Thillard et al. extend the notion of confusion coefficients to the setting of correlation differential power analysis (DPA), in which multiple bits are targeted by combining them in a power model leakage function (e.g. the Hamming weight or Hamming distance of intermediate values). Their proposal necessarily depends on the form of leakage and the strong assumption that the attacker knows this form of the leakage. This means that they don’t quite achieve the goal of Fei et al.’s original notion of confusion coefficients, which was to capture the impact of algebraic properties on DPA, independent of the physical implementation. Having defined correlation confusion coefficients, they combine the notion with Rivain's work on exact success rates – that is, they express the success rate as a function of the correlation confusion coefficients. They wish to investigate the stability of a key guess (to encourage confidence) - intuitively if a subkey is ranked top after n trace measurements and also after n+1, n+2, n+3 traces and so on, it's more likely to be correct than if the ranking fluctuates. Helpfully, the authors consider the evolution of the attack giving a matrix of outcomes at selected intervals as the number of traces increases, and they allow for strategies which need not output a subkey guess at all (e.g., in the case that no stable ‘winner’ emerges). They advocate selection strategies which trade off better quality guesses for more missing values (implying more brute-force searching after the side-channel phase of the attack). The confidence metric they propose for a selection strategy is the probability that it returns the correct key, divided by the total probability of it returning any guess. It can be computed by concatenating distinguishing vectors at different points in time (the resulting vector is again treated as a multivariate normal distribution). Taking more of the attack evolution into account increases the confidence of a subkey guess but also the frequency with which the attack fails to return a subkey. The authors also consider different types of selection rules, and how to deal with the inevitable false positives.

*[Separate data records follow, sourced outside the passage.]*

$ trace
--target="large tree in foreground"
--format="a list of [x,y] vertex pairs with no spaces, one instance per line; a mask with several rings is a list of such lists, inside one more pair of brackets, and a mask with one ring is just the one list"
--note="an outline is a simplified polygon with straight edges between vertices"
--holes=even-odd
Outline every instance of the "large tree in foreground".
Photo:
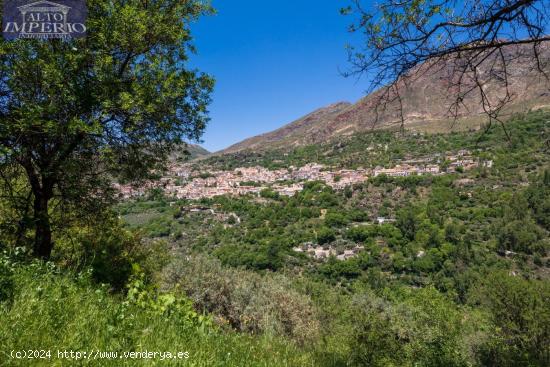
[[440,74],[450,116],[475,98],[490,121],[500,121],[515,94],[511,65],[549,80],[548,0],[353,0],[342,11],[354,16],[350,31],[360,34],[349,46],[346,74],[367,75],[369,92],[381,88],[377,109],[402,105],[409,83]]
[[[213,81],[187,67],[196,0],[88,0],[84,39],[0,42],[0,179],[49,258],[57,220],[93,213],[110,178],[146,177],[198,139]],[[21,232],[20,231],[20,232]]]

Another recent paper by Veyrat-Charvillon et al. at SAC2012 [paper] provides a method of assigning probabilities to subkeys and enumerating over the most likely global keys until the correct key is found, or the attack reaches the computational limits of the attacker. This is clearly related in its aims, but it seems that there is work remaining to be done to bridge the gap between the two papers. This continued work on SCA is taking into account the purpose of device evaluation by trying to represent true capabilities of realistic adversaries; however when this is not possible it is still useful to start at some idealised scenario, and work from there.